The production tax credit provides a 2.2-cent tax break for every kilowatt-hour of electricity produced from large-scale wind farms.
The wind energy industry supports manufacturing and construction jobs in Pennsylvania, according to the American Wind Energy Association. At least two facilities currently manufacture components for the industry in York County.
Over the last couple of decades, the tax credit has allowed the industry to grow from about 9,000 megawatts of capacity installed in the country at the end of 2005 to over 50,000 megawatts installed by the third quarter of 2012, said Susan Stewart, director of the Penn State Wind Application Center, in an email.
“If the PTC (production tax credit) is not extended, many domestic manufacturing facilities will likely shut down and the level of wind energy growth in the U.S. will certainly slow down, but it will not disappear entirely,” Stewart said.
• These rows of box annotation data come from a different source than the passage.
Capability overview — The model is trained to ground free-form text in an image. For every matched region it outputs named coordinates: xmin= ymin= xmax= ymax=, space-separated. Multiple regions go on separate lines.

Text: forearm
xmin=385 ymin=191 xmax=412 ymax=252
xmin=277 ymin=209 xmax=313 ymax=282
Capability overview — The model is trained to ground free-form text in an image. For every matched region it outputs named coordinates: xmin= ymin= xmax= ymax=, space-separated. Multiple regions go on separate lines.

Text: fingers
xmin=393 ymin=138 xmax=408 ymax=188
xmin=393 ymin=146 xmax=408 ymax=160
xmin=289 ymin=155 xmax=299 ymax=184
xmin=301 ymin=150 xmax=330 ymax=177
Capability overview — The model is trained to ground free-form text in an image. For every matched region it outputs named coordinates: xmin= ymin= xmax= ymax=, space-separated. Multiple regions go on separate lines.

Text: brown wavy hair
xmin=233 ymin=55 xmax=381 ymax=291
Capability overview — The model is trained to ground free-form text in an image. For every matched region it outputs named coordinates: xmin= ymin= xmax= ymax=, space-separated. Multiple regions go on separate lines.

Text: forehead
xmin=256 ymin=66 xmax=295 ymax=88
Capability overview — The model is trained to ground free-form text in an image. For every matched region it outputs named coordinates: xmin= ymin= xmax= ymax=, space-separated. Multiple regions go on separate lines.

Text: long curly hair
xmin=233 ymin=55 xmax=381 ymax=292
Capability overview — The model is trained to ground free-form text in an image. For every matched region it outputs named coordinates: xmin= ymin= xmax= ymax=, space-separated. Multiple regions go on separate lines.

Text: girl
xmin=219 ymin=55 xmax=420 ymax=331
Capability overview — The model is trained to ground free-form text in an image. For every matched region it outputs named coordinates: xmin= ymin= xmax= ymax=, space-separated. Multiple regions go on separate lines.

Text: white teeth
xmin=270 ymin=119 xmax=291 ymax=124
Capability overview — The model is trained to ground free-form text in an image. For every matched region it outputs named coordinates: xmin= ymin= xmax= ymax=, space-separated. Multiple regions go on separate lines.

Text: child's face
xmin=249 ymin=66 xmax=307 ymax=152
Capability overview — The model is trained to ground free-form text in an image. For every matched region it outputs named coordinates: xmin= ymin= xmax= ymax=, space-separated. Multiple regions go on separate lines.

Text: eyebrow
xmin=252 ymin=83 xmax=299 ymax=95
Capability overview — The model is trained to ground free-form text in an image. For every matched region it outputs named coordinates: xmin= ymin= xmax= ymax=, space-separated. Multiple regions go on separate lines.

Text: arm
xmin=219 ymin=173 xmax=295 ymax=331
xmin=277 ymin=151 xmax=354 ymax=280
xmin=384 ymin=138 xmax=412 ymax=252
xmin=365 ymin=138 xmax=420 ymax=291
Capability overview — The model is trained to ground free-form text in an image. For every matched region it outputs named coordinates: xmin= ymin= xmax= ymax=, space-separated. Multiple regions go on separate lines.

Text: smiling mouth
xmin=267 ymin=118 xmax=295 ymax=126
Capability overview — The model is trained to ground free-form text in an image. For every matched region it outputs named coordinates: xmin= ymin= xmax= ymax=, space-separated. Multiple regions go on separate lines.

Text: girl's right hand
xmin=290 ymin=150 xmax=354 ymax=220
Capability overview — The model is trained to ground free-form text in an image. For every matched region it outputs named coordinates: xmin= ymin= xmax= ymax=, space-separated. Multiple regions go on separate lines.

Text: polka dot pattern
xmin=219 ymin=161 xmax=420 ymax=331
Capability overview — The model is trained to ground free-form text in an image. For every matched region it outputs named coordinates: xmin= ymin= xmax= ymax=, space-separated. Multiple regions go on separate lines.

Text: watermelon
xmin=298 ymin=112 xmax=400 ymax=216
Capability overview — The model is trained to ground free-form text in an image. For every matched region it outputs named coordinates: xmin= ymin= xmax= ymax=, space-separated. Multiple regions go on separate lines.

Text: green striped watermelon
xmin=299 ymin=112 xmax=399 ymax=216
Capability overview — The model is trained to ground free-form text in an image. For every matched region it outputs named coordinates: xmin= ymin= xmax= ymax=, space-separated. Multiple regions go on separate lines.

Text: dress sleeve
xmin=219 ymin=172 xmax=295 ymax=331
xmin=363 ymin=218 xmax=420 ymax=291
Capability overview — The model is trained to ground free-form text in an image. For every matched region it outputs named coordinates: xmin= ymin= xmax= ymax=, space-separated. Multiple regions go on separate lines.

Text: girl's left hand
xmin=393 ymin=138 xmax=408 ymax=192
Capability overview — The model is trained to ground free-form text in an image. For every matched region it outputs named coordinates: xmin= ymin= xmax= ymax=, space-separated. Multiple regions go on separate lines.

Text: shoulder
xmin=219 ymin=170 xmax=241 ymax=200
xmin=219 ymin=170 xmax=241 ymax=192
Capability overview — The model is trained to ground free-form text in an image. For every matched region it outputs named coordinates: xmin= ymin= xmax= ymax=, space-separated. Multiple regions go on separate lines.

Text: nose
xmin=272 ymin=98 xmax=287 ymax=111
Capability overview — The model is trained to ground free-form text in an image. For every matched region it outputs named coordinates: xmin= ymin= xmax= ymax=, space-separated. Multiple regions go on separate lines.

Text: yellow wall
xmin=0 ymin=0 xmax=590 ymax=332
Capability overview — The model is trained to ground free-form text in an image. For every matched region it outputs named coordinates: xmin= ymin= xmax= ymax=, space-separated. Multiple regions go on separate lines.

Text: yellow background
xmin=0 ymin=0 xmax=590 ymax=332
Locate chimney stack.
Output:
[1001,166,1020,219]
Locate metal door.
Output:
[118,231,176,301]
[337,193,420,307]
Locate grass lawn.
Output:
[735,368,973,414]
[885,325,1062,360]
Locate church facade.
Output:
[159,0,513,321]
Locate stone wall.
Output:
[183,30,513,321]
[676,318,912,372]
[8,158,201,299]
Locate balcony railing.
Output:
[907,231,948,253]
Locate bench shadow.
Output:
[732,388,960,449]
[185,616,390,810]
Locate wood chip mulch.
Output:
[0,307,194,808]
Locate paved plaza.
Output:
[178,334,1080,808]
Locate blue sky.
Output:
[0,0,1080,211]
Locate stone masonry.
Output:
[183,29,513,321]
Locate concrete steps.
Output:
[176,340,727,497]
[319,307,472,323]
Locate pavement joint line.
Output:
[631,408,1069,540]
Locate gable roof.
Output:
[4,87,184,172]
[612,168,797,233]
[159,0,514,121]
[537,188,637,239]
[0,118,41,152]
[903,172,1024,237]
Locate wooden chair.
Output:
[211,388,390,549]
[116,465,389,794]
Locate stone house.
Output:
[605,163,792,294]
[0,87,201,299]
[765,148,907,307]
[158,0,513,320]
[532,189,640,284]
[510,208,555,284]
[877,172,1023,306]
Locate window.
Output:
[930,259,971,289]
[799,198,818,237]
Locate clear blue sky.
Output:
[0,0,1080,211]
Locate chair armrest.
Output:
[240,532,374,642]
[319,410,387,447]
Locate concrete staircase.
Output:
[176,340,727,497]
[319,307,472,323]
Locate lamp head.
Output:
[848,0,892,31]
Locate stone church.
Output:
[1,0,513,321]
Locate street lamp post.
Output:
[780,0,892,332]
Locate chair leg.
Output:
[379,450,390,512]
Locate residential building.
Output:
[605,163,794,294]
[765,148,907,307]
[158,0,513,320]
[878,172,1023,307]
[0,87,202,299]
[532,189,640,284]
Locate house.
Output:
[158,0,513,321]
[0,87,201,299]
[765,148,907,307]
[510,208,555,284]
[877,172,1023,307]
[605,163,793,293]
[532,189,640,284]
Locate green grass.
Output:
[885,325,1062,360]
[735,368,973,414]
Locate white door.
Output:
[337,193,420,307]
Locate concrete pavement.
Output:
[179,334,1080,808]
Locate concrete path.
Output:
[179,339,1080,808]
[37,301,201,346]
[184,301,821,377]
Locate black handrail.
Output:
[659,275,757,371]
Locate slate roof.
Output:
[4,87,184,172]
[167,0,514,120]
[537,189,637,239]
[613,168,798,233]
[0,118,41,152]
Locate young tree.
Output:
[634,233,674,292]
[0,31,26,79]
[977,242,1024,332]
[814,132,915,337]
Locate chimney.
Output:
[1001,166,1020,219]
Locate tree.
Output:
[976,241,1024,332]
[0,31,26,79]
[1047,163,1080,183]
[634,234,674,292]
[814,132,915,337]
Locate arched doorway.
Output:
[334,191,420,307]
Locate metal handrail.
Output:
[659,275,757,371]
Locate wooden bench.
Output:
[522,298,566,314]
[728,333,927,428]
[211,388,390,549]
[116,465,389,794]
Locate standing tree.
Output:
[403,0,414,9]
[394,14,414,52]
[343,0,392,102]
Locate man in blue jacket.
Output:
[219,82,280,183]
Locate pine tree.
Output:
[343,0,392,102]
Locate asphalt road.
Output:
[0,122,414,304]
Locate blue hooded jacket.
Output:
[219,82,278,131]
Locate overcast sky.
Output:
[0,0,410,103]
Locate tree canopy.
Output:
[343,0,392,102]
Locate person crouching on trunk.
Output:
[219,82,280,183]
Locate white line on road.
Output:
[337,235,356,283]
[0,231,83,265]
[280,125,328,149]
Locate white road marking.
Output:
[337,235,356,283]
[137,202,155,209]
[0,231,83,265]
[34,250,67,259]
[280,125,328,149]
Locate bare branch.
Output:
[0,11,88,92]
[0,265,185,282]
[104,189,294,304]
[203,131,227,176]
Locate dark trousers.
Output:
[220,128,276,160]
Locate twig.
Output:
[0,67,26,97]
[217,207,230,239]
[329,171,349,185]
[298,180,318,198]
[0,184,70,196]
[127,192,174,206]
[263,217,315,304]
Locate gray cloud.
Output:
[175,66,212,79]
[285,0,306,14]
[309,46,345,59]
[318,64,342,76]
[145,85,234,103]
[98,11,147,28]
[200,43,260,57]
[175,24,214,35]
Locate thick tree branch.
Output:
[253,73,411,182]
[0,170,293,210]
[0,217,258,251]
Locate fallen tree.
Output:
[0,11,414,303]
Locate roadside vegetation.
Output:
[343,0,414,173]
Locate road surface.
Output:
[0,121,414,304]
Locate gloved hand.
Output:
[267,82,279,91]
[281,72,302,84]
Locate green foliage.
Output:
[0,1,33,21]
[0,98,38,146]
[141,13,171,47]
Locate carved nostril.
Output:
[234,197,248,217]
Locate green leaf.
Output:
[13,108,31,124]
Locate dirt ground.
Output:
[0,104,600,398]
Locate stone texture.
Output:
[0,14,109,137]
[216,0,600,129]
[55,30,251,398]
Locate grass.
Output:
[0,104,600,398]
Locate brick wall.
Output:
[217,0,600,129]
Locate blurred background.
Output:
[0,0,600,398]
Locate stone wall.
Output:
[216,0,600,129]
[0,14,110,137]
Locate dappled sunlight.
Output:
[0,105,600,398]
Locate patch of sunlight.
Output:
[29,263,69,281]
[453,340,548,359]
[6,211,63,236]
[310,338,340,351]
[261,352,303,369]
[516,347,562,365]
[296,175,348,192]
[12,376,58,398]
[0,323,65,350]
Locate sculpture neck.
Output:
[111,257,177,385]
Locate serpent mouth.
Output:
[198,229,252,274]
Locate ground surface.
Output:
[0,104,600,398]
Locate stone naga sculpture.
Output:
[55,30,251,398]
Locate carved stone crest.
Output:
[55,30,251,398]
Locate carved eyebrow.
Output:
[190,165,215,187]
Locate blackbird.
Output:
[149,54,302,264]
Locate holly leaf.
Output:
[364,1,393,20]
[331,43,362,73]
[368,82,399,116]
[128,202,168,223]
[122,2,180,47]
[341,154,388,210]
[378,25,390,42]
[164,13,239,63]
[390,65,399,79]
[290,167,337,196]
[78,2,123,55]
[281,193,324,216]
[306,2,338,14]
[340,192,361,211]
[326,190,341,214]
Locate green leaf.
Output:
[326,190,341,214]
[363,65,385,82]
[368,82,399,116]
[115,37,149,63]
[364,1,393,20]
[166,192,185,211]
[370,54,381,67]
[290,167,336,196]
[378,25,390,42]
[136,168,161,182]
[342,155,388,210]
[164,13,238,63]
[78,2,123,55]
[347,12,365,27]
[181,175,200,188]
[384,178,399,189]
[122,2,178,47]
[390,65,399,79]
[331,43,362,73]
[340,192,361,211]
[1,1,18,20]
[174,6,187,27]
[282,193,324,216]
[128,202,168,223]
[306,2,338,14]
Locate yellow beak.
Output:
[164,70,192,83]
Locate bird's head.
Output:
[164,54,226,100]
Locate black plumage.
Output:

As the expiration date neared, the construction of new wind farms appeared to be put on hold across the country, including Pennsylvania, said Kerry Campbell, environmental group manager at the Pennsylvania DEP, in an email.
Without the domestic development, jobs in the industry are on the line, Campbell said.
Gamesa, a wind turbine manufacturer based in Spain, opened its American headquarters in Bucks County in 2007. This year, the company announced layoffs due to the pending expiration of the tax credit, Campbell said.
Even if the wind production tax credit makes the cut in the fiscal deal, the impacts of not extending it sooner are already being felt extensively across the industry, Stewart said.
“Thousands have already lost their jobs and there will be very little added wind capacity in 2013,” Stewart said.
While some planned installation projects might be cost competitive without the tax credit, the uncertainty of the future of this policy has brought the industry to a near halt for the next year in the U.S., Stewart said.
The American Wind Energy Association is proposing an extension with a gradual phase out through 2018.
A similar personal tax credit for residential and small business applications expires at the end of 2016, said Stewart, and will not be impacted by the current fiscal negotiations.